When to change the stack
This setup is a good starting point, but you can evolve it later:
- Add a reverse proxy when you need TLS and a real hostname
- Move the deployment into Proxmox if you want cleaner isolation
- Switch models depending on task size and hardware limits
- Add automation tools such as n8n when you want repeatable workflows
For the UI choice itself, compare the workflow trade-offs in Open WebUI vs AnythingLLM.
Conclusion
Open WebUI and Ollama make a strong private AI pair when you keep the deployment simple, persistent, and intentionally limited to trusted users. Docker Compose gives you a repeatable setup, named volumes protect your data, and LAN-only access keeps the stack within your control.
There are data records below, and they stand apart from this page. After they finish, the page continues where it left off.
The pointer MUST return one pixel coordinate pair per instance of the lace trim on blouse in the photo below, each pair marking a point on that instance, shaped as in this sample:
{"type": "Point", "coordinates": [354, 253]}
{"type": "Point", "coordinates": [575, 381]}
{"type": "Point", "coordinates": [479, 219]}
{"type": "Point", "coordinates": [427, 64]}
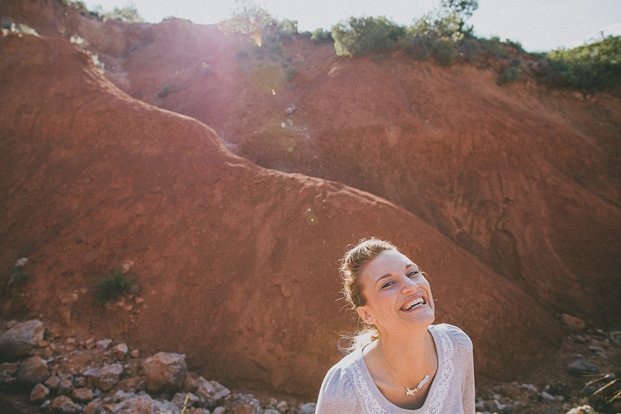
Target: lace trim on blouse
{"type": "Point", "coordinates": [436, 399]}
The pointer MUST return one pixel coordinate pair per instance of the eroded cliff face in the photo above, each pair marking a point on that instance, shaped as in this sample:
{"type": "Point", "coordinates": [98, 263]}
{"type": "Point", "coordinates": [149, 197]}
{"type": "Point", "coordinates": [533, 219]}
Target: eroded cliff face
{"type": "Point", "coordinates": [507, 197]}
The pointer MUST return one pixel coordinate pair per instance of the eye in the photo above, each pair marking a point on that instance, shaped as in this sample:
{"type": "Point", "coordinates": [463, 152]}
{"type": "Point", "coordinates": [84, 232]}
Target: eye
{"type": "Point", "coordinates": [388, 284]}
{"type": "Point", "coordinates": [413, 273]}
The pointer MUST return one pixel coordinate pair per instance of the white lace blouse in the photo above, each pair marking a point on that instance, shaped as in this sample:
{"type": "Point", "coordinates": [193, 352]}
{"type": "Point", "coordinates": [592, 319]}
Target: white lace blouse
{"type": "Point", "coordinates": [348, 387]}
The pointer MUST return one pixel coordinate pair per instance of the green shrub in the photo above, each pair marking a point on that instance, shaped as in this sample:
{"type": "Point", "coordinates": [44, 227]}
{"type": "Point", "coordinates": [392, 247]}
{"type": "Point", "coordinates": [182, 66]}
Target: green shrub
{"type": "Point", "coordinates": [494, 47]}
{"type": "Point", "coordinates": [590, 67]}
{"type": "Point", "coordinates": [112, 287]}
{"type": "Point", "coordinates": [321, 35]}
{"type": "Point", "coordinates": [444, 51]}
{"type": "Point", "coordinates": [511, 74]}
{"type": "Point", "coordinates": [288, 26]}
{"type": "Point", "coordinates": [361, 36]}
{"type": "Point", "coordinates": [419, 47]}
Start with one model, verify the basic workflow, then harden access and expand only after the foundation is stable.
FAQ
Should I expose Ollama on port 11434?
Usually no. Keep Ollama on the internal Docker network and expose only what you actually need.
Which model should I pull first?
Start with a widely used general-purpose model such as `llama3.1:8b`, then try smaller or faster options if your hardware struggles.
Can I run Open WebUI and Ollama on Proxmox?
Yes. A VM is often the easiest choice if you want clearer isolation or GPU passthrough. See Proxmox Setup for AI Workloads for planning tips.